Of particular practical note are:

  1. The holders of EU IP rights that are subject to on-going administrative or judicial procedures for invalidity or revocation at the end of the transition period are being advised to consider the fact that if they are unsuccessful, they will also lose their UK registrations as well as the EU registration.  It is expected that this will prompt the owners of important EU trade marks especially to file new corresponding applications in the UK sooner than later.

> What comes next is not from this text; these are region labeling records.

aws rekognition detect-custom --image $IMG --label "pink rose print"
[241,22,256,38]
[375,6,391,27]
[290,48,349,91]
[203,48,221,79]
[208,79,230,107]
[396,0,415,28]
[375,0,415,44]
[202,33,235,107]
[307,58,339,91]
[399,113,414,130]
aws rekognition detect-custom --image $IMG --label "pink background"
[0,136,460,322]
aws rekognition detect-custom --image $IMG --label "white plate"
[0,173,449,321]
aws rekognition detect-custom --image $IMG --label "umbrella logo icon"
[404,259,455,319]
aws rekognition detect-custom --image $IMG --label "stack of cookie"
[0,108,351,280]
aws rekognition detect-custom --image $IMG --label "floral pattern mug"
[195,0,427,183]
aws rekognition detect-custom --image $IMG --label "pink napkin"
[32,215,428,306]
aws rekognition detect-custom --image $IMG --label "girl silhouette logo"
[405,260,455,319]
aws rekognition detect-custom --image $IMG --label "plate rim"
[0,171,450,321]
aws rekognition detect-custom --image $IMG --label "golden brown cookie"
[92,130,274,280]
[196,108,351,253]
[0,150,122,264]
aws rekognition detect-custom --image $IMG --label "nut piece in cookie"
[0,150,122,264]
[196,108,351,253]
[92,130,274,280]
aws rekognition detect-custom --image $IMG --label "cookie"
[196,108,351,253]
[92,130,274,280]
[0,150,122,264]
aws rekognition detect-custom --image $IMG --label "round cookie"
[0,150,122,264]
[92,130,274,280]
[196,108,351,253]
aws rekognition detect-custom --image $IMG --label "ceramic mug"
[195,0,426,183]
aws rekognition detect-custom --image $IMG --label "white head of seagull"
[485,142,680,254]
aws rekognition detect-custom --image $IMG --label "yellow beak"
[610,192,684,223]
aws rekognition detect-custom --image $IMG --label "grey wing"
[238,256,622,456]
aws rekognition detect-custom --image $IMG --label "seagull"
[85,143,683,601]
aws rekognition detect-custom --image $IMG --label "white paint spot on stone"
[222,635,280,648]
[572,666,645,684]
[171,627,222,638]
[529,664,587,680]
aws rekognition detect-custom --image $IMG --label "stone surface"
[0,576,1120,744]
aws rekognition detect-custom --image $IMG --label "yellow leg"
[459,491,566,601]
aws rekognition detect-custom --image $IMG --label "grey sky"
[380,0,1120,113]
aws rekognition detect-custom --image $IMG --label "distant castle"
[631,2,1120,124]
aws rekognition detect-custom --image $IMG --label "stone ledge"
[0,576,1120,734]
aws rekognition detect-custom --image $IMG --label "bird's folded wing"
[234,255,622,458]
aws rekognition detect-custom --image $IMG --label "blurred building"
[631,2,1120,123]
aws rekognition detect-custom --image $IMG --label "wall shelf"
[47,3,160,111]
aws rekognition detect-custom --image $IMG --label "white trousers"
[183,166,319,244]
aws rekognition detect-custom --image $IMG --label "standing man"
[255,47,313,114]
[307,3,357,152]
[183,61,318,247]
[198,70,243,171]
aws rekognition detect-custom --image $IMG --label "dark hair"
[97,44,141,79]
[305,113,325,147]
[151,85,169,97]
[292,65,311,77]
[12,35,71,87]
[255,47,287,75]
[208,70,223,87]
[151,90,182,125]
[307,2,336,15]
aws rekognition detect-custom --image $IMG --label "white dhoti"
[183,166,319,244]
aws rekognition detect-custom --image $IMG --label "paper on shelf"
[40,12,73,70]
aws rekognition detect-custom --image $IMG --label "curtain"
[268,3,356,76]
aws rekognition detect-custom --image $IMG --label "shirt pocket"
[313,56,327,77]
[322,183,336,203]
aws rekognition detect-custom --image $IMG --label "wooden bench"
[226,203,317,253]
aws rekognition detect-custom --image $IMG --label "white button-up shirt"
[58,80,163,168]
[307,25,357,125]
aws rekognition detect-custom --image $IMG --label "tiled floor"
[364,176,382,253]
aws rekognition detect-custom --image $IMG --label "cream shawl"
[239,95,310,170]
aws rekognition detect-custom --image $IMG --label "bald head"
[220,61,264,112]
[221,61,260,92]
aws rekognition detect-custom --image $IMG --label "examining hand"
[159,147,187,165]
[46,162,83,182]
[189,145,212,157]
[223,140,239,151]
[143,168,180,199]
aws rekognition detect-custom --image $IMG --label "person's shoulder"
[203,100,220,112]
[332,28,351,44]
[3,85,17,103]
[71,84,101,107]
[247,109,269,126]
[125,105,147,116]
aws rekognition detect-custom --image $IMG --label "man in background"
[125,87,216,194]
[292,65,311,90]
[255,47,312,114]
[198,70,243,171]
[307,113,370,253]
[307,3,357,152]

  2. There is no special priority period for filing new counterpart design applications in the UK.  This would suggest that applicants should now begin filing separate EU and UK registered designs if they want to be sure of protection in the UK, or they simply rely on unregistered design rights.As the UK government has been silent on this to date, these are particularly welcome and set out a common sense approach to the transition as the UK leaves the EU.  The main question that arises is will the UK really be willing to stomach the bill for this?  No doubt many months of wrangling will ensue.